Study On Sulfur/Sulfur-iron Coupling Carrierfor Advanced Removal Of Nitrogen And Phosphorous From Municipal Wastewater

The nitrogen and phosphorus in the effluent from municipal wastewater treatment plant(WWTP) could cause eutrophication in sensitive waters. Therefore, efficient and low-cost methods to remove them have been becoming essential research hotspots. The sulfur-iron coupling carrier packed bed is an effective technology to remove the nitrogen and phosphorous in the effluent from WWTP. However, the blockage constraints its engineering application.

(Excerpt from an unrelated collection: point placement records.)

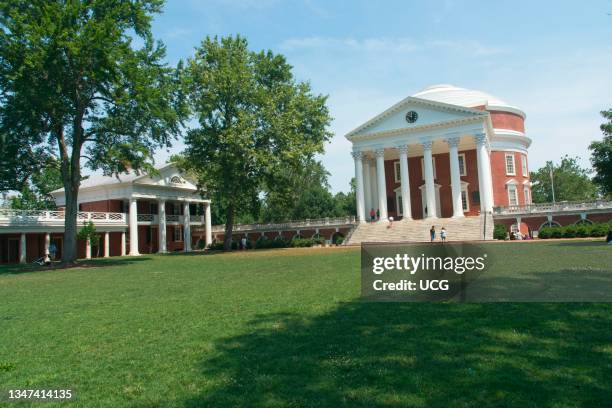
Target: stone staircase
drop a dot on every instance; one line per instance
(457, 229)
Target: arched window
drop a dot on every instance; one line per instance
(176, 180)
(550, 224)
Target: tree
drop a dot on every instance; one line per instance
(36, 191)
(302, 194)
(601, 156)
(74, 85)
(571, 182)
(88, 233)
(255, 123)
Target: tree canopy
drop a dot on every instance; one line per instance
(571, 182)
(76, 86)
(601, 156)
(256, 124)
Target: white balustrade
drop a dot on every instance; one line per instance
(28, 217)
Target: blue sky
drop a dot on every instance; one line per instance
(551, 58)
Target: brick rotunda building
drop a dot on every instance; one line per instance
(443, 153)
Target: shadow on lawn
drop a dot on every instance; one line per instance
(372, 354)
(90, 263)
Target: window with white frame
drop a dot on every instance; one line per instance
(462, 168)
(512, 194)
(465, 203)
(396, 172)
(527, 195)
(178, 233)
(510, 171)
(524, 165)
(433, 163)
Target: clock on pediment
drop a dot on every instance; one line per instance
(411, 116)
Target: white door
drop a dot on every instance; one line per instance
(424, 200)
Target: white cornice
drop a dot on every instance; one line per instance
(417, 101)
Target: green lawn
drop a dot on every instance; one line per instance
(286, 327)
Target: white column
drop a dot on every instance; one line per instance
(367, 187)
(405, 181)
(186, 227)
(430, 193)
(161, 214)
(22, 248)
(106, 244)
(208, 224)
(382, 186)
(133, 227)
(88, 248)
(123, 251)
(359, 193)
(47, 243)
(484, 173)
(453, 150)
(373, 187)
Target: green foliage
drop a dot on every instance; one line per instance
(500, 231)
(601, 156)
(88, 232)
(571, 182)
(301, 242)
(576, 231)
(35, 194)
(256, 124)
(75, 87)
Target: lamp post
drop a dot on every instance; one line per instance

Based on the analysis on the blockage mechanism, some methods, such as deoxygenation, changing the filling form and backwash, were adopted to prevent the blockage. In this study, a pilot-scale reactor of sulfur-iron packed bed was set up for further engineering application.A packed bed with fillings of sulfur tablets was firstly employed to remove the dissolved oxygen(DO) in the secondary effluent. As the flow rate changed from 0.55 m/h to 1.37 m/h, the DO concentration was decreased to less than 0.4 mg/L, with a removal efficiency of 90%. The highest nitrogen removal rate was 2000 mg NO3--N/(L·d). Moreover, the DO concentration did not affect the zero-valent iron’s performance in phosphorus removal.Then two kinds of packed beds with fillings of both sulfur and iron were operated following the packed bed with sulfur only, respectively. The sulfur and iron fillings were completely mixed in one packed bed, and in the other were placed by layers. For the completely mixed one, the concentration of NO3--N in the effluent could reach 1.9 mg/L with varied flow rates, and the highest nitrogen removal rate was 910 mg NO3--N/(L·d). In the other one with layers, the concentration of NO3--N in the effluent was 0.34 mg/L and the highest nitrogen removal rate was 1100 mg NO3--N/(L·d). For both of the reactors, the total phosphorus(TP) concentrations were lower than 0.2 mg/L. The blockage gradually occurred in the mixing packed reactor after 50 days whereas the blockage did not occur in the layer packed reactor after 100 days. It strongly proved that the sulfur-iron coupling carrier packed reactor was effective to delay the blockage.In the pilot-scale reactor with the sulfur and sulfur-iron coupling carrier packed beds, the reactor successfully had a stable performance after 130 days, and the DO removal efficiency was over 90%. With the influent rate of 0.5~1.5 m3/h, the concentration of NO3--N in the effluent remained less than 3 mg/L and that of TP was less than 0.2 mg/L.